Experience
Applied Scientist
( June 2020 - Present )
( June 2020 - Present )
I work in the Network Protection and Fraud Prevention team in Microsoft Ads. My work involves:
Conducting large-scale data analysis (over terabytes of data) of network and ads traffic to identify fraud, suspicious trends and malicious extensions.
Leverage multiple data sources to build statistical and machine learning models to detect click fraud and click farms.
Design and implement graph neural networks (GNN) to detect network fraud, click fraud and rewards fraud.
Deep Learning Researcher
( Sep 2019 - Jan 2020 )
( Sep 2019 - Jan 2020 )
I worked with Facebook AI Research for a few months to assist in their efforts to detect hoax news and bot-generated fake news on their platform. I was advised by Prof. Hany Farid from Berkeley and Dr. Ser-Nam Lim from Facebook.

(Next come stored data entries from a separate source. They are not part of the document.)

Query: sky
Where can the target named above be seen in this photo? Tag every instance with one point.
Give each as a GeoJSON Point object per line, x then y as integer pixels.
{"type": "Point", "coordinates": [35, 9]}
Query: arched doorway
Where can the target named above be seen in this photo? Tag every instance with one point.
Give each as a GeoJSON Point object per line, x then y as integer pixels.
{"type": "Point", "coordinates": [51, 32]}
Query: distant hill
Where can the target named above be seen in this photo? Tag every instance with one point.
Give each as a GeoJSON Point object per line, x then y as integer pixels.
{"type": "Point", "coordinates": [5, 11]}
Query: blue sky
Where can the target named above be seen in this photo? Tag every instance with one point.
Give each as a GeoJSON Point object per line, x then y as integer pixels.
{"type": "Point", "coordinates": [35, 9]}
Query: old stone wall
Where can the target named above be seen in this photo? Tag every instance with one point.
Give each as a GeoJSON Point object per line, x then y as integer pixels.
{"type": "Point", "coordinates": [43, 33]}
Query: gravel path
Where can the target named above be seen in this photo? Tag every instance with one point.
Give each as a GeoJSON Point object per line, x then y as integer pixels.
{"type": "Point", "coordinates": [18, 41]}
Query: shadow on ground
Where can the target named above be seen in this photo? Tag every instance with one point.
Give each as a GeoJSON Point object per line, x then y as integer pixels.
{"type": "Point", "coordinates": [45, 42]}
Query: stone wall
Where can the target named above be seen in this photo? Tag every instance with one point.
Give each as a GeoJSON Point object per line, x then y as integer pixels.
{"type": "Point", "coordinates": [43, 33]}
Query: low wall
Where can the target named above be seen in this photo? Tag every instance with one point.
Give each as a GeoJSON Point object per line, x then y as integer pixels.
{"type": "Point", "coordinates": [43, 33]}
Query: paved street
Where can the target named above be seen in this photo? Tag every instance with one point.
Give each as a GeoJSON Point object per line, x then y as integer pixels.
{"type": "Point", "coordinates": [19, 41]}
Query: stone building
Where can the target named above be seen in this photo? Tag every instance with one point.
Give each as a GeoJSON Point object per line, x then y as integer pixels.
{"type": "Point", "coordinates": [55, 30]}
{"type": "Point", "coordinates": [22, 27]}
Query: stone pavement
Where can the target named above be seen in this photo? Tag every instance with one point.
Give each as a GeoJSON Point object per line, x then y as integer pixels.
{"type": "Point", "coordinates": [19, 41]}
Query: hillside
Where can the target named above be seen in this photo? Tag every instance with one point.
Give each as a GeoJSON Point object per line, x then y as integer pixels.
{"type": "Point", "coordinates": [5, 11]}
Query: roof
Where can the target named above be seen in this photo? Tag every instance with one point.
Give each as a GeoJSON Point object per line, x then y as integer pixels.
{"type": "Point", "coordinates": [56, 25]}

I was mainly involved in two projects:
Fake News Detection: I leveraged advanced language models to contribute an open source dataset consisting of 100k AI-generated news articles. I then explored a variety of semantic (function words, readability) and textual features (word embeddings, contextual embeddings) for classification. Applied classifiers such as SVM, Random Forest, Regression and deep neural networks and anomaly detection methods such as autoencoders to identify AI generated content. Our results show that AI generated text can be detected with high F-1 scores of over 90%.

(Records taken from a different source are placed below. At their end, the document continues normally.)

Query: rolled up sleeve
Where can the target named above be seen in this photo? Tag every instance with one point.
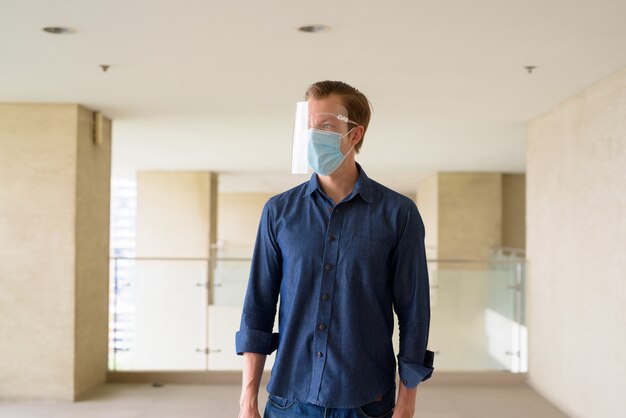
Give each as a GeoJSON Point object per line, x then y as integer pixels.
{"type": "Point", "coordinates": [259, 311]}
{"type": "Point", "coordinates": [411, 301]}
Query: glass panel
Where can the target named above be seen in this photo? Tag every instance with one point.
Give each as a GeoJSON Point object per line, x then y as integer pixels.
{"type": "Point", "coordinates": [476, 315]}
{"type": "Point", "coordinates": [159, 314]}
{"type": "Point", "coordinates": [231, 279]}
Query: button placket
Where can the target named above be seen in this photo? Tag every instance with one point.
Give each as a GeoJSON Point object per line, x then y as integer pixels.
{"type": "Point", "coordinates": [323, 321]}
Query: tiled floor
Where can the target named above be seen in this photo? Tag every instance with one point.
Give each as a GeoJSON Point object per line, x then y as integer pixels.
{"type": "Point", "coordinates": [117, 400]}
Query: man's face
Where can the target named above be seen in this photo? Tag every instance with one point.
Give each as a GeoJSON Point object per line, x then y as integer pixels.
{"type": "Point", "coordinates": [323, 116]}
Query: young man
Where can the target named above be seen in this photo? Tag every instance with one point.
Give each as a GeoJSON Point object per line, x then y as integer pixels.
{"type": "Point", "coordinates": [343, 252]}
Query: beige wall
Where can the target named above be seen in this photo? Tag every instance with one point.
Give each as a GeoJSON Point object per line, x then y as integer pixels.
{"type": "Point", "coordinates": [93, 191]}
{"type": "Point", "coordinates": [577, 251]}
{"type": "Point", "coordinates": [470, 215]}
{"type": "Point", "coordinates": [54, 219]}
{"type": "Point", "coordinates": [173, 216]}
{"type": "Point", "coordinates": [466, 215]}
{"type": "Point", "coordinates": [427, 199]}
{"type": "Point", "coordinates": [514, 211]}
{"type": "Point", "coordinates": [238, 221]}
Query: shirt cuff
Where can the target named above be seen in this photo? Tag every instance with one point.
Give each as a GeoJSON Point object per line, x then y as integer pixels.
{"type": "Point", "coordinates": [255, 341]}
{"type": "Point", "coordinates": [413, 373]}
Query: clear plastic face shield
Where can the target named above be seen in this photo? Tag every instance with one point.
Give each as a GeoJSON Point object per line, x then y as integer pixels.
{"type": "Point", "coordinates": [326, 117]}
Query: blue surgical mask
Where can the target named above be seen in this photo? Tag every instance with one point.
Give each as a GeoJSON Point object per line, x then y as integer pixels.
{"type": "Point", "coordinates": [324, 153]}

Zero Shot Learning for Misinformation: Misinformation is a constantly changing, ever-evolving space. We designed a novel embedding space to detect new classes of fake news. We applied topic modeling and out-of-distribution detection algorithms to identify novel fake news categories.
Data Scientist Intern
( May 2019 - Aug 2019 )
( May 2019 - Aug 2019 )
I worked in the IBM Chief Analytics Office, which is their internal division for data science and analytics. I worked on a project called Clarity, which is a tool for data driven product and people insights.
My work included:
Scraping text data from social media, analyst reports and online forums and leverage NLP to derive insights about IBM and competitor offerings.

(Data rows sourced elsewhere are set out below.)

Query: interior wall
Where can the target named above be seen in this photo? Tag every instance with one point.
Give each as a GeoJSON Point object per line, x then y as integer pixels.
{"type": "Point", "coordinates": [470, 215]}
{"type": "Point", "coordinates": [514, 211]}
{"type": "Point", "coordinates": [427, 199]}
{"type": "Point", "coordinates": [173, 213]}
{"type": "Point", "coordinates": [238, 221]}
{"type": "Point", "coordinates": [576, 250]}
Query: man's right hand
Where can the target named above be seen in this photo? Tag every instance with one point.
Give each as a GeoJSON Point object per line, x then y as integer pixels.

Develop dashboarding tool (Python + SQL + Tableau) for sentiment analysis, report summaries, computing IBM share of voice in different markets, and identifying key persons to contact for maximizing sales.
Building classifiers to predict the sentiment of a particular analyst towards IBM products, as well as their influence on the market so as to identify the analysts/authors which needed to be contacted to improve IBM's profile.